This assignment must be turned in by the start of class on Thursday, January 28. You must follow the instructions for submitting an assignment.

Data Analysis

You will work with two datasets:

Your first task is to merge the polity2 variable (for the year 2010) from the Polity IV data into the WDI data. polity2 is the difference between the Democracy and Autocracy scores, ranging from -10 to 10. You will find the countrycode package useful here. Make sure to drop all countries with a population below 500,000 before merging, since these countries are not covered by the Polity project.

Next, use the merged data to perform the following tasks:

  1. Regress infant mortality on Polity score. Substantively interpret your findings.

  2. Regress infant mortality on both Polity score and GDP per capita. Interpret your findings. How does including GDP per capita in the model change your conclusions about the relationship between regime type and infant mortality? What do you think accounts for the difference?

  3. Now flip it over: regress Polity score on infant mortality. Interpret your findings. You will notice that, even accounting for the fact that we’ve flipped the axes, the regression line is not the same as in the first part. Why not?

As always, you must follow the best practices we talked about in the first week of class. Be particularly careful about missing data here: note what is missing, how you choose to deal with missingness in your analysis, and how the missingness might limit your findings.

Simulation Study

You will draw data according to the following model. The sample size is \(N = 50\). There are two covariates drawn from a joint normal distribution, \[ \begin{bmatrix} x_{i1} \\ x_{i2} \end{bmatrix} \sim N \left( \begin{bmatrix} 0 \\ 0 \end{bmatrix}, \begin{bmatrix} 1 & \rho \\ \rho & 1 \end{bmatrix} \right). \] You can use the mvrnorm() function in the MASS package to draw from a joint normal distribution. The expected value of the response is a linear function of the covariates, \[ Y_i = 1 + \beta_1 x_{i1} + \beta_2 x_{i2} + \epsilon_i, \] where the error term is drawn independently of the covariates from a standard normal distribution, \(\epsilon_i \sim N(0, 1)\).

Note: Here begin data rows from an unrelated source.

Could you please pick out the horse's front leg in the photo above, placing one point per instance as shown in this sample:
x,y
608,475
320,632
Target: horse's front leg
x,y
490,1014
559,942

Use simulations to answer the following questions:

  1. Assume that \(\beta_1 = -2\) and \(\beta_2 = 0\), so only the first covariate is directly related to the response. For each value of \[\rho \in \{-0.75, -0.50, -0.25, 0, 0.25, 0.50, 0.75\},\] compare the approximate standard error of the estimated coefficient \(\hat{\beta}_1\) from OLS just on \(X_1\) and from OLS on both \(X_1\) and \(X_2\). Which estimator is better? How does the difference in the standard errors vary with the amount of correlation between the covariates? Give an intuitive explanation of the results.

  2. Now fix \(\rho = 0.75\), but assume \(\beta_2 \neq 0\). We will compare the same two estimators as in the first part, but now OLS just on \(X_1\) is biased. So instead of comparing the standard errors, you will compare their mean squared error: \[\text{MSE} = E[(\beta_1 - \hat{\beta}_1)^2] = \text{Bias}^2 + \text{Std. Error}^2.\] How big does \(\beta_2\) have to be for it to be better, in terms of MSE, to include both variables instead of just \(X_1\) in the regression?

  3. On the basis of these results, what advice would you give a political scientist who is deciding whether to include one or both of two highly correlated variables in a regression model?

Remember to follow good coding practices in running your simulations. The less code you reuse, the better. You may find it useful to write functions, which let you run the same operations on different input values. For example, the following function computes the difference in standard deviations between two vectors:

sd_diff <- function(x, y) {
    sd_x <- sd(x)
    sd_y <- sd(y)

    sd_x - sd_y
}

sd_diff(1:5, 0:10)
## [1] -1.7355
sd_diff(1:5, 1:5)
## [1] 0

Weekly Visualization Challenge

How does the relationship between GDP per capita and regime type differ across continents? (Where “continents” is defined as in the continent variable in the countrycode data.)